А музыкант начинал играть снова - и лица прохожих разглаживались в облегчении, воздух вдруг казался вкусным и свежим, и встречные, бегущие в другую, ничем не отличающуюся сторону, казались приятными и милыми людьми. И, слава Богу, что мы их больше не увидим. Всю жизнь, прожив в большом городе, я не знаю и не помню встречных людей. А думаю, и даже уверен, что вижу их каждый день. Знаю - мы все ходим одними дорогами, но не помним попутчиков.
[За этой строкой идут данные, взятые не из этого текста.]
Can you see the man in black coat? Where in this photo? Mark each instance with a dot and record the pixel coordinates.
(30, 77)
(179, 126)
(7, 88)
Уличный музыкант играет. Скрипка тревожно, устало, уже повизгивает, не выдержав безумного напряжения. Пот течет со лба и с ладоней и, попадая на струны, заставляет смычок скользить в ледяном вальсе. И мелодия уже не зависит ни от скрипки, ни от музыканта. Разбудив мелодию, они оба немного отходят в сторону, уже просто изображают игру. Как дикий суфлер думает, что без него прекратится спектакль, так и музыкант боится, что, оторвав смычок от струн, он убьет молодую и прекрасную музыку, которую с таким трудом призвал сюда. И, чувствуя себя волшебником, снисходительно смотрит на спешащих мимо, немного недоумевая, как же они могли не заметить чудо, свершившееся у них на глазах. Дождь, озлобившись на всех и вся, но больше всех на доброго музыканта, хлынул водопадом, зло, жестко вбивая остывающую пыль, осыпавшуюся с ботинок прохожих, в тротуар.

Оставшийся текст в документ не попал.